= DNA Specimen Provenance Assignment =

DNA Specimen Provenance Assignment (DSPA) also known as DNA Specimen Provenance Assay, is a molecular diagnostic test used to definitively assign biopsy specimen identity and establish specimen purity during the diagnostic testing cycle for cancer and other histopathological conditions. The term first appeared in the 2011 scientific paper, “The Changing Spectrum of DNA-Based Specimen Provenance Testing in Surgical Pathology,” published in the American Journal of Clinical Pathology, which built upon concepts described in an earlier paper published in the Journal of Urology.

== Testing description ==
A panel of 16 microsatellite short tandem repeat (STR) markers that recognizes highly variable loci of human DNA is used in a PCR-based assay and analyzed by capillary electrophoresis. The 16 STR loci range from approximately 75 to 400 base pairs in length, and are highly polymorphic in the human population. The collective data from this panel provides a genetic profile, or ‘DNA fingerprint,’ representing the individual. To complete the diagnostic testing cycle for cancer, the genetic profile from the putative malignant specimen(s) is compared with the genetic profile derived from the patient’s DNA reference sample taken via cheek swab at the time of the biopsy procedure.

== Indications ==
Conventional histopathology is inherently subject to a certain degree of ambiguity due to the possibility of Specimen Provenance Complications (SPCs) resulting from instances of specimen transposition, extraneous/foreign cell contamination or misidentification of cells used in clinical or anatomical pathology. These types of errors are considered the most rapidly growing category of malpractice claims involving pathologists, and most claims involve a specimen switch between patients. In terms of frequency of occurrence, a 2013 study published in the American Journal of Clinical Pathology indicates that 0.93% of biopsies could be subject to an SPC. Furthermore, each case involves at least two individuals, so this error rate actually underestimates the percentage of patients potentially impacted by incidents of biopsy misidentification.

If left undetected, SPCs can compromise diagnostic accuracy and patient safety, potentially leading to adverse results such as treatment when no malignancy is present or delayed intervention for an advancing cancer. A study published in the Journal of Urology in 2014 concluded that more than 1 in every 200 prostate biopsy patients is misdiagnosed due to undetected specimen provenance complications. Additionally, in a study published in the American Journal of Clinical Pathology in 2015, the researchers at Washington University’s School of Medicine Genomics
and Pathology Services center in St Louis, MO, determined that 2% of tissue samples received in their lab for next generation sequencing were contaminated by another person’s DNA to an extent to be clinically significant (i.e. greater than 5% of the sample was contaminated).

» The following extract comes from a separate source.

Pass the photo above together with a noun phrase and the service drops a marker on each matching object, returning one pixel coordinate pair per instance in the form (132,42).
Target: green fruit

DNA Specimen Provenance Assay (Assignment) (DSPA) testing provides a solution to the problem of SPCs by confirming the identity and purity of patients’ biopsy samples so the most appropriate course of action can be taken. It is particularly useful when laboratory findings are unexpected or discordant with the clinical findings, when treatment options include radical surgical, radiological or chemical therapies, or delayed detection can have a significant negative impact on patient outcomes.

== Availability ==
DNA Specimen Provenance Assay (Assignment) (DSPA) testing can be performed on specimens from a range of medical specialty areas, such as gastroenterology, obstetrics, pulmonology, radiology, urology, etc. Molecular methods are currently available to extract DNA from a variety of sources, including fresh tissue, formalin-fixed, paraffin-embedded tissue and cytology specimens/slides. A combination of DSPA with conventional histopathology increases the diagnostic sensitivity and accuracy of patients’ biopsy results. Strand Diagnostics manufactures the know error system, a biopsy collection system that incorporate the DSPA test as part of the standard biopsy evaluation process.

== Coding ==
In 2012, the American Medical Association recognized the growing adoption of DSPA testing as physicians' standard of care by creating two new "Tier 1" molecular diagnostics CPT(R) codes as follows: 81265 Comparative analysis using Short Tandem Repeat (STR) markers; patient and comparative specimen, and 81266 Comparative analysis using Short Tandem Repeat (STR) markers; each additional specimen.